Die EU-Kommissionsvorsitzende würdigte zunächst den "heldenhaften Kampf der Ukrainerinnen und Ukrainer", die die Souveränität ihres Landes mit aller Entschlossenheit verteidigten. Doch auch die EU habe ihren Beitrag geleistet. Man habe nicht nur die Ukraine nach Kräften unterstützt, sondern auch gegen Russland die "härtesten Sanktionen verhängt, die die Welt je gesehen hat".
"Und diese Sanktionen wirken", betonte von der Leyen. Das russische Finanzsystem liege auf der Intensivstation, die Wirtschaft stehe am Abgrund. "Und damit das klar ist: Diese Sanktionen werden nicht zurückgeschraubt", sagte von der Leyen demonstrativ kämpferisch.
Zufallsgewinne sollen abgeschöpft werden
Nur wisse sie natürlich auch, wie sehr die Bürger und Unternehmen in Europa unter der aktuellen Situation litten. Vor allem die hohen Energiepreise setzten den Menschen gehörig zu, Millionen warten auf Unterstützung. Deswegen kündigte sie jetzt schon einmal eine erste Batterie an Hilfsmaßnahmen an. Zum Beispiel sollen die Gewinne von Konzernen gedeckelt werden, die billigen Strom herstellen. Gemeint sind also Stromhersteller, die Elektrizität zum Beispiel aus Kernkraft oder auch aus erneuerbaren Energien gewinnen.
Sie kassieren ohne eigenes Zutun plötzlich Monstergewinne, mit denen sie nie rechnen konnten. Das mache sie gewissermaßen zu Kriegsgewinnern, auf dem Rücken der Verbraucher. Das könne in diesen Zeiten nicht richtig sein. Und deswegen sei es wichtig, diese Zufallsgewinne all jenen zukommen zu lassen, die das Geld wirklich brauchen.

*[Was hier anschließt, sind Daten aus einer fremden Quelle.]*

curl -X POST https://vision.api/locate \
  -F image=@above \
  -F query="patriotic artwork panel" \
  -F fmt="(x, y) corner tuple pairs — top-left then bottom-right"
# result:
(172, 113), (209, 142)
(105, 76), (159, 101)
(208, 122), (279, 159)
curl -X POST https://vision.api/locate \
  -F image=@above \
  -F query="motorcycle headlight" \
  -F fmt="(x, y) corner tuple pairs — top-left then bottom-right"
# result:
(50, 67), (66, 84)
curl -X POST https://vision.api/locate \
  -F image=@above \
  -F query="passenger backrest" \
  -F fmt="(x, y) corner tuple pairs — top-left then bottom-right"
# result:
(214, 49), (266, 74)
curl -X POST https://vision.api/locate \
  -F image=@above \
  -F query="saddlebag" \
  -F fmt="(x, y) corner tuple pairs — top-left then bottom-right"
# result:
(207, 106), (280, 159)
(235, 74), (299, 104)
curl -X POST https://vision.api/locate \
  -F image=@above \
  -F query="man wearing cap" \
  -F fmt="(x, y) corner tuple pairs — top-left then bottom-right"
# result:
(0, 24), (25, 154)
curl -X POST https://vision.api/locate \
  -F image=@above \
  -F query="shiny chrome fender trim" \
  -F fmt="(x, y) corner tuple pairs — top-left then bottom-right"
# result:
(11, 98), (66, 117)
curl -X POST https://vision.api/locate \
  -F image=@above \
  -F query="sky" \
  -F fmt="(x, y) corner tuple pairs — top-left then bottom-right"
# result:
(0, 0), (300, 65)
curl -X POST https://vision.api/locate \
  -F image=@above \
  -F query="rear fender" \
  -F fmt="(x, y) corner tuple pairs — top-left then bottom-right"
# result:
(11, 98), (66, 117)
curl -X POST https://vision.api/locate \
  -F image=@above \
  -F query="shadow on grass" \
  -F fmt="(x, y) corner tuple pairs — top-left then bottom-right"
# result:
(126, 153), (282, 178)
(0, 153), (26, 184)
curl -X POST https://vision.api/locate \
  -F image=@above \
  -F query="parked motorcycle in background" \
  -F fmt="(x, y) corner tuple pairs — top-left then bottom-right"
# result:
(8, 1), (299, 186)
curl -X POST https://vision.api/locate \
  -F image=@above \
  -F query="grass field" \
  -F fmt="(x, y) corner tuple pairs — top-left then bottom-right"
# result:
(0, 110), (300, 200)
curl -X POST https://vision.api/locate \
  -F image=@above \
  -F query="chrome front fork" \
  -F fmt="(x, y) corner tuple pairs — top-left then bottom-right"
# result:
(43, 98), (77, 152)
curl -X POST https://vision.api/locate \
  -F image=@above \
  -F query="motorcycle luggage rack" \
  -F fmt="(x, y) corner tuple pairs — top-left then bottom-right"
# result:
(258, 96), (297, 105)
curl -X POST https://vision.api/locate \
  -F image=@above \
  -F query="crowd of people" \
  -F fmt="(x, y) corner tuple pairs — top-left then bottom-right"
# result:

Diese Zufallsgewinne sollen also abgeschöpft werden. Auch Gas- und Ölkonzerne sollen dazu verpflichten werden, eine Solidaritätsabgabe zur leisten. "Unser Vorschlag wird mehr als 140 Milliarden Euro für die Mitgliedstaaten bringen, um die Not unmittelbar abzufedern", versprach Ursula von der Leyen.
Das Wort "Gaspreisdeckel" nicht genannt
Das allein sind fast schon radikale Vorschläge, die jedenfalls so vor einigen Wochen noch undenkbar gewesen wären. Vor allem die belgische Regierung hatte aber in den letzten Wochen auch noch für einen Gaspreisdeckel getrommelt. Ursula von der Leyen nahm dieses Wort nicht in den Mund. Nur so viel: Wir müssen an niedrigeren Gaspreisen arbeiten. Einerseits müsse man dabei die Versorgungssicherheit gewährleisten und auf der anderen Seite die Wettbewerbsfähigkeit. Im Klartext heißt das wohl: Bei einem Preisdeckel muss man aufpassen, dass sich die Lieferanten nicht von Europa abwenden, um ihr Gas anderswo teurer zu verkaufen.
Ursula von der Leyen richtete aber auch den Blick nach vorn. Die EU werde die Umstellung auf Wasserstoff noch entschlossener vorantreiben. Auch werde man eine langfristige Rohstoffstrategie entwickeln müssen. Lithium und die seltenen Erden seien das Gas von morgen. Und da sei man im Moment allzu abhängig von China. "Man sollte aber dieselben Fehler nicht zweimal machen", sagte von der Leyen.
Insgesamt war es eine mit Ideen und Vorschlägen vollgepackte Rede, wobei Ursula von der Leyen da eigentlich immer nur ein Ziel vor Augen hat: die Stärkung der EU und damit der innereuropäischen Solidarität. Das Wort "Solidarität" nahm sie gefühlt mehr als 20 Mal in den Mund. Russland wird uns auf die Probe stellen und versuchen, uns auseinanderzudividieren, sagte von der Leyen. "Wenn wir mutig und solidarisch sind, dann wird Putin aber scheitern. Und die Ukraine und die EU, wir werden gewinnen."